First of all, try thinking about your story only in terms of what is REALLY going on -- not what SEEMS to be going on. This is the viewpoint that most clearly identifies the storyform. After you know what your story is truly about, then you can hide it, hint at it, and otherwise obfuscate it from your audience. The events as they TRULY transpire make up the story's Plot. The events as they are presented to the audience is what we call Storyweaving. In works that rely on mystery and suspense, the storyweaving will present things much differently than the linear progression of the Plot.
The questions you should then ask yourself is this: What is my Main Character's PERSONAL concern? This issue is something that the MC would take with him or her even if the other characters went away. That will help define the MC's point of view. Then ask the question: Who in the story has a fundamentally different and alternative Point of View on the same type of issues. Identifying that individual will help you identify WHO your Influence Character is.
The alternative approach is to PICK a character as the Influence Character and GIVE him/her an alternative world view to that of the MC. Sometimes that works -- especially if you do not have a clear idea who the Influence Character is.
On your point about what the Main Character's personal issue is, if his or her problem is "Disbelief" AND he or she is a character that ultimately changes to resolve his/her personal issues, this would indicate that FOR THIS CHARACTER looking at things in a skeptical manner leads to conflict or errors (or other such problematic behavior). This would imply that the personal solution for this character would be to open his or herself up to belief in order to resolve his/her personal issues. If the character ultimately Remains Steadfast to his/her skeptical approach in an effort to resolve his/her personal issues, then disbelief would be better understood to be the source of his/her drive and not so much as a "problem."
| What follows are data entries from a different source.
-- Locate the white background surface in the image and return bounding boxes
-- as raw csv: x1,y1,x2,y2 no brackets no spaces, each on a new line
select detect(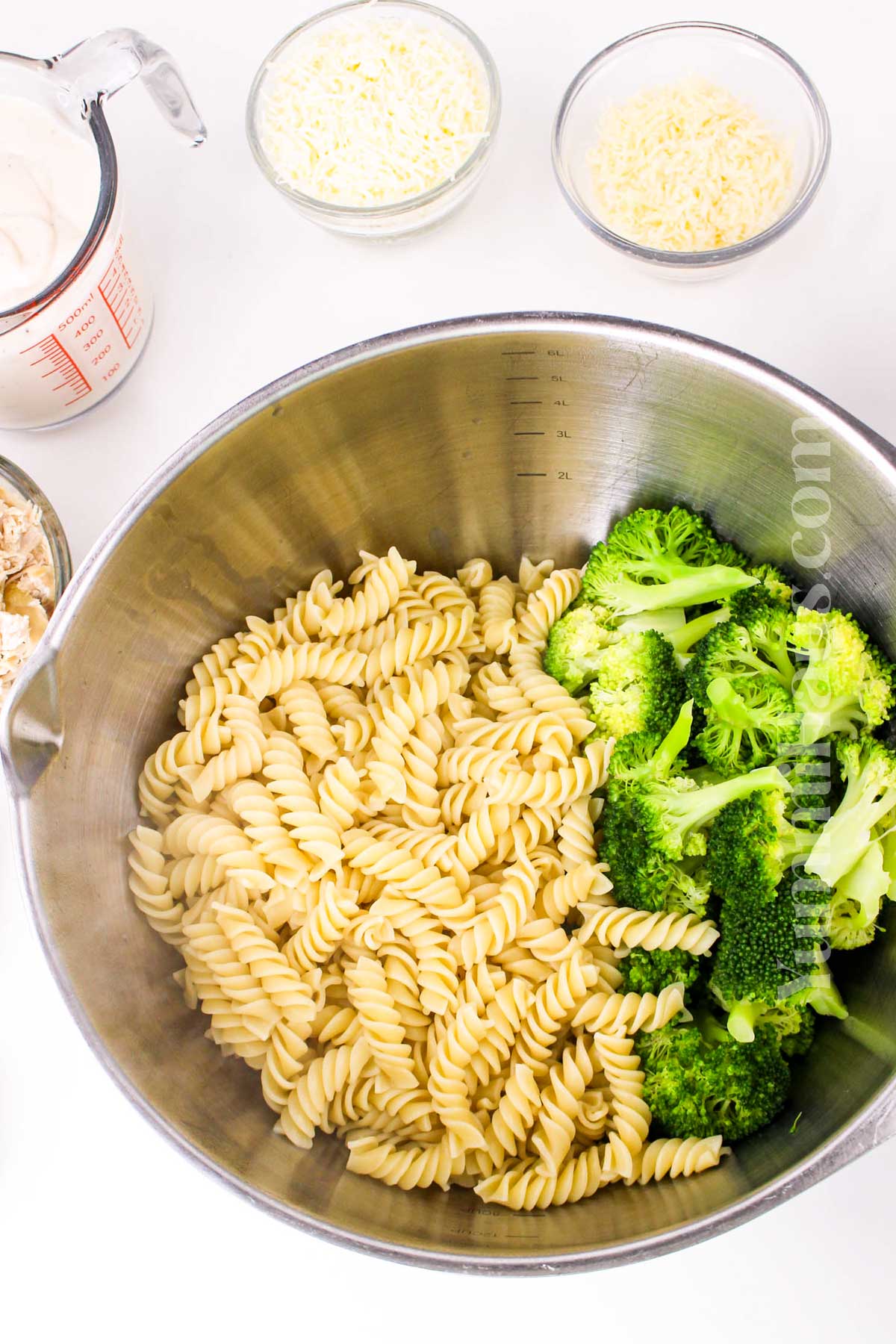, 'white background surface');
0,0,896,1344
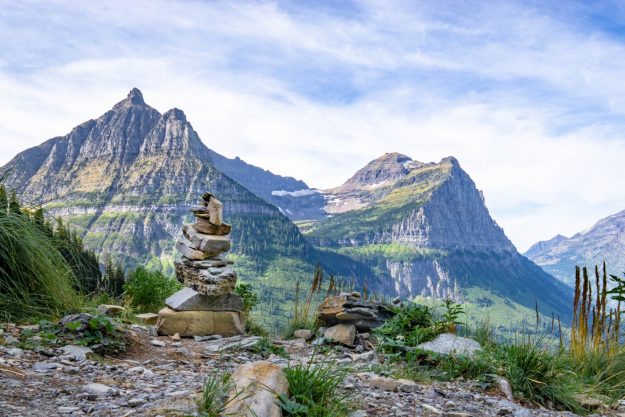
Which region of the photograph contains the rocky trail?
[0,325,625,417]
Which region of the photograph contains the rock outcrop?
[156,193,245,337]
[317,294,393,330]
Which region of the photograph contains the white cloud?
[0,1,625,249]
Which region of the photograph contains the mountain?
[0,89,570,321]
[306,153,570,318]
[0,89,382,326]
[525,210,625,285]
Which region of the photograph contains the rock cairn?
[157,193,245,337]
[317,292,393,332]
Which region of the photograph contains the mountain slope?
[525,210,625,285]
[0,89,384,326]
[307,154,570,313]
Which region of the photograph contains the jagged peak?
[113,87,146,110]
[163,107,187,123]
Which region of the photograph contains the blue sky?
[0,0,625,250]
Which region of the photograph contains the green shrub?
[373,303,440,353]
[278,354,350,417]
[497,339,580,411]
[124,267,182,312]
[0,209,81,321]
[234,282,260,316]
[198,369,234,417]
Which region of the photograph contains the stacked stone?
[317,292,393,332]
[157,193,245,337]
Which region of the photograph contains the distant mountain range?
[525,210,625,285]
[0,89,570,318]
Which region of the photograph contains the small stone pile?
[156,193,245,337]
[317,292,393,332]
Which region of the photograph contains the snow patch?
[271,188,319,197]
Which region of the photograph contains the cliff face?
[525,211,625,285]
[307,154,569,312]
[0,89,340,282]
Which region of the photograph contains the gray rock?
[150,339,166,347]
[33,362,63,373]
[165,287,243,311]
[293,329,315,340]
[60,345,93,362]
[193,334,223,342]
[7,348,24,358]
[82,383,117,396]
[417,333,482,356]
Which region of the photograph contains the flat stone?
[323,324,356,346]
[293,329,315,340]
[82,383,116,396]
[192,216,232,236]
[175,262,237,296]
[182,227,231,259]
[224,361,288,417]
[135,313,158,325]
[417,333,482,356]
[165,287,243,311]
[98,304,126,316]
[176,236,210,261]
[60,345,93,362]
[156,307,245,337]
[33,362,63,373]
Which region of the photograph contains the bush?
[278,354,350,417]
[234,282,260,316]
[0,207,81,321]
[124,267,182,312]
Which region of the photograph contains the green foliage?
[251,337,289,359]
[278,354,350,417]
[66,314,126,353]
[373,303,440,353]
[0,197,81,320]
[234,282,260,316]
[198,369,234,417]
[124,267,182,312]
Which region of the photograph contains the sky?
[0,0,625,251]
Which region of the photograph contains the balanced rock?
[175,262,237,296]
[224,361,288,417]
[156,307,245,337]
[191,217,232,236]
[317,293,393,332]
[179,225,230,259]
[165,288,243,311]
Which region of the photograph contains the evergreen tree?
[0,184,9,214]
[9,191,22,215]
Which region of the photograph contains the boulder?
[182,227,230,255]
[156,307,245,337]
[135,313,158,325]
[317,293,393,332]
[224,361,288,417]
[323,324,356,346]
[165,288,243,311]
[176,236,210,261]
[98,304,126,316]
[192,217,232,236]
[417,333,482,357]
[293,329,315,340]
[175,262,237,296]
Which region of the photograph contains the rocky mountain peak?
[336,152,421,191]
[113,88,147,110]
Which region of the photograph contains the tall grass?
[0,210,81,321]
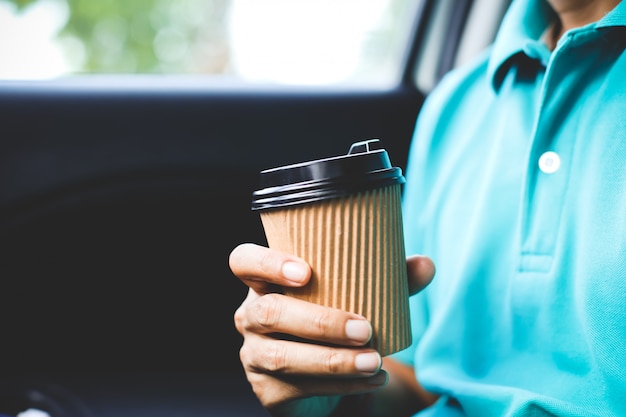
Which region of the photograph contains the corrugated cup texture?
[260,185,411,356]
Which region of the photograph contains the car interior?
[0,0,509,417]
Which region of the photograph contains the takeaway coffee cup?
[252,139,411,356]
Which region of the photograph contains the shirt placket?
[519,37,574,273]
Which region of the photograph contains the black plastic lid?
[252,139,405,210]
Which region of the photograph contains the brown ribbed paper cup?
[252,139,411,356]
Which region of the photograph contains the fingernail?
[346,320,372,343]
[354,352,383,373]
[282,261,307,284]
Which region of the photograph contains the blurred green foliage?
[0,0,229,73]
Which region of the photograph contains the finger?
[406,255,435,295]
[235,294,372,346]
[239,335,382,378]
[228,243,311,294]
[248,370,389,408]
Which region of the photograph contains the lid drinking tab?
[348,139,383,155]
[252,139,405,210]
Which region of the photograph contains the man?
[230,0,626,417]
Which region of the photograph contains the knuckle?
[313,310,334,336]
[321,349,345,375]
[251,294,281,329]
[233,306,247,334]
[257,343,287,373]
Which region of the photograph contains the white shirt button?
[539,151,561,174]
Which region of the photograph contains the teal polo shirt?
[394,0,626,417]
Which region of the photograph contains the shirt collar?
[487,0,626,91]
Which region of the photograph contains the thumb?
[406,255,435,295]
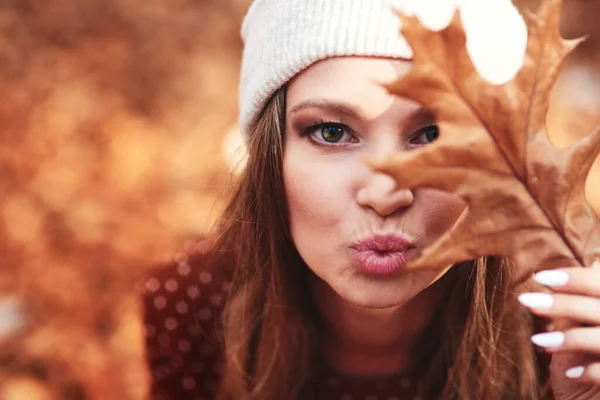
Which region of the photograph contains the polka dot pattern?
[143,240,423,400]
Concerning the teacher as an Influence Character, the teacher need not be aware of the MC or his/her impact on the MC for them to act as the IC. Of course, this is more difficult to storytell, but it is very doable. However, the IC must represent an alternative attitude or approach (paradigm) to that of the MC when considering the issue that is key to the MC. Having a different pov is not enough. It must be a different POV on a single issue -- the issue that is pivotal to the story in general and the MC specifically.
Let me reiterate about being "objective" about your own story. For the moment, dismiss the storyweaving from your considerations. Determine what is really going on in your story. Then, and only then, re-look at the Dramatica questions and answer them based on this purely Author's point of view. You should find this process a little easier, and hopefully determine the answers to the questions that are nagging at you.